Lula afinal manifesta crítica à notória farsa da eleição na Venezuela, mas que ninguém se iluda: petista nunca esteve nem está preocupado com a qualidade da democracia naquele país
Na quarta-feira, pela primeira vez um governo lulopetista acrescentou um grão de sal à sua amizade fraterna com a ditadura chavista na Venezuela. O Itamaraty manifestou “preocupação” após Caracas impedir a inscrição de uma candidata de oposição, Corina Yoris. No dia seguinte, foi a vez de o presidente Lula da Silva arranhar o tabu. Em entrevista coletiva, Lula se disse “surpreso”. “É grave”, declarou, “não tem explicação jurídica e política.”
Yoris era só uma candidata-tampão para substituir a líder nas pesquisas, María Corina, inabilitada pelo Judiciário fantoche do chavismo. O Itamaraty foi duro ao condenar as sanções internacionais ao regime de Nicolás Maduro, mas suave ao condenar esse mesmo regime. A rigor, nem sequer o condenou, reiterando sua crença de que seria possível fazer da eleição de julho, desde já injusta, “um passo firme para que a vida política se normalize e a democracia se fortaleça na Venezuela”.
Esse inacreditável atestado de pusilanimidade está em linha com a relutância do chefão petista em rasgar a fantasia e confessar que o rei está nu. Tanto que Caracas conseguiu sustentar seu jogo duplo e enxovalhar o Itamaraty como lacaio dos EUA, mas ainda assim agradecer a Lula pelas “expressões de solidariedade” e pela condenação “às sanções que o governo dos EUA impôs ilegalmente”.
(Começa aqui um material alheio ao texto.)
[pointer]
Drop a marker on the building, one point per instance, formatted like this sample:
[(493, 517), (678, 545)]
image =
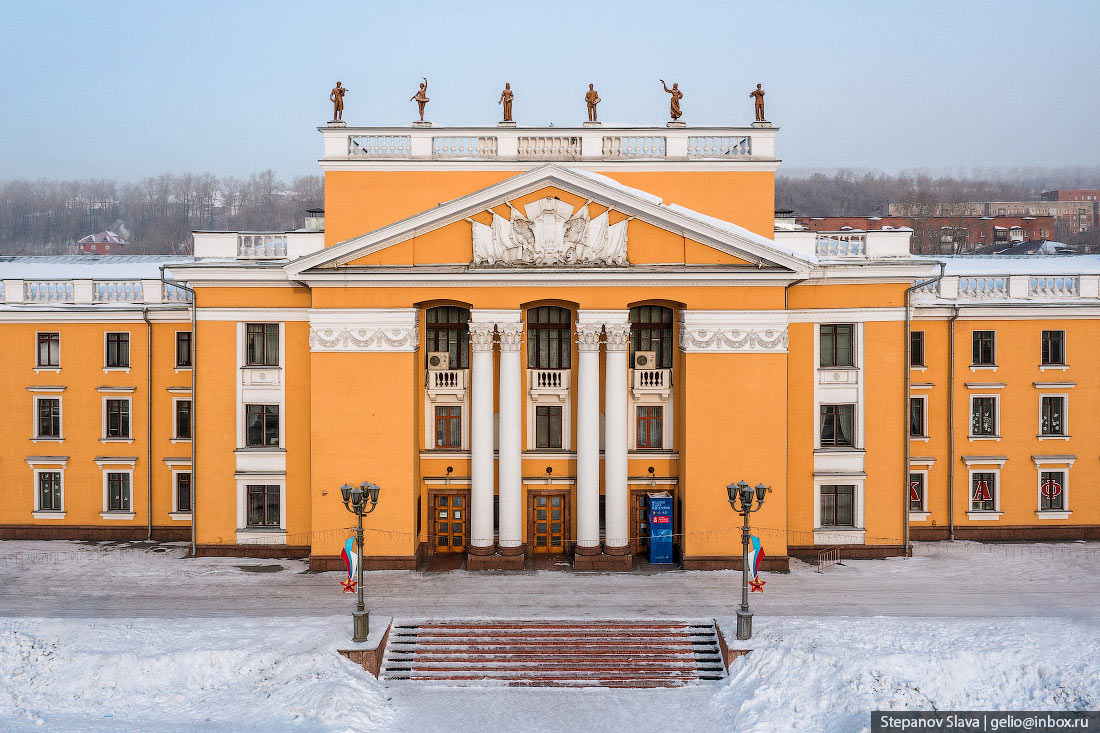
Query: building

Longe de ser exceção, a perseguição a opositores é há décadas uma regra de aço num regime que sistematicamente oblitera candidatos da oposição, inabilitando-os, prendendo-os ou forçando-os ao exílio. Mesmo assim, ainda em março, Lula – que já disse que a Venezuela é democrática até demais, porque “tem mais eleições que o Brasil” – se disse “muito tranquilo”, permitindo-se equiparar o processo judicial de inabilitação de María Corina ao seu em 2018 e ainda recomendar a ela que parasse de “chorar” e escolhesse um substituto. Foi o que ela fez, mas essa candidata foi barrada por misteriosos “problemas técnicos” no prazo para a inscrição.
Se o governo anda “preocupado” não é por ter se dado conta de que as eleições na Venezuela não são livres nem justas. O que talvez tenha deixado Lula “surpreso” é que agora o regime nem sequer se dá ao trabalho de salvar as aparências e maquiar o pleito como “livre e justo”.
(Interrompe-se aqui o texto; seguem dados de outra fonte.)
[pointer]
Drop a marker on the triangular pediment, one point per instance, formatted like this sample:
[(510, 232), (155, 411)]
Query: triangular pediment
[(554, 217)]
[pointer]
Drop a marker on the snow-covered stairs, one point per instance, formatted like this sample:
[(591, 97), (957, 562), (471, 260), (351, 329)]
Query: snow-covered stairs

Até então, cada declaração de Lula sobre Maduro embutia seu aval ao regime chavista. Foi assim quando o recebeu com pompa e circunstância na reunião da Unasul ou quando declarou que o conceito de democracia “é relativo”. Lula já afirmou que o único problema do regime chavista é uma comunicação inocente. Ele seria “vítima de uma narrativa de antidemocracia e autoritarismo”, disse Lula, ao lado de Maduro. “É preciso que você construa a sua narrativa e eu acho que, por tudo o que conversamos, a sua narrativa vai ser infinitamente melhor do que a que eles têm contado contra você.”
Mas quando o regime se recusa até a encenar a pantomima judicial e forjar um álibi “jurídico e político” para sua delinquência, aí nem os fabulosos marqueteiros do PT dão jeito. Tanto mais que as pesquisas indicam que a população brasileira e seus representantes estão fartos de ver o governo lulopetista usando o Estado brasileiro para bajular a frente ampla autocrática internacional que tanto apraz a Lula. Talvez esse clima também tenha surpreendido Lula, obrigando sua chancelaria a balbuciar sua “preocupação”.
Mas a prova de que esse é só mais um jogo de cena fabricado por mera conveniência político-eleitoral, que em nada altera a dogmática petista, foi a nota de entusiasmo efusivo do PT com a eleição do autocrata russo Vladimir Putin, seguida por um acordo de cooperação com o Partido Comunista de Cuba, os dois sustentáculos do Estado policial do “companheiro” Maduro.
Nas eleições de 2013, Lula veio a público dar seu testemunho aos venezuelanos: “Maduro presidente é a Venezuela que Chávez sonhou”. Sem dúvida. O diabo é que esse sonho é um pesadelo para os quase 8 milhões de venezuelanos que fugiram do país, enquanto 90% dos que ficaram amargam a extrema pobreza, a violência arbitrária do regime e a absoluta falta de liberdade. Para essa realidade, Lula está muito longe de despertar.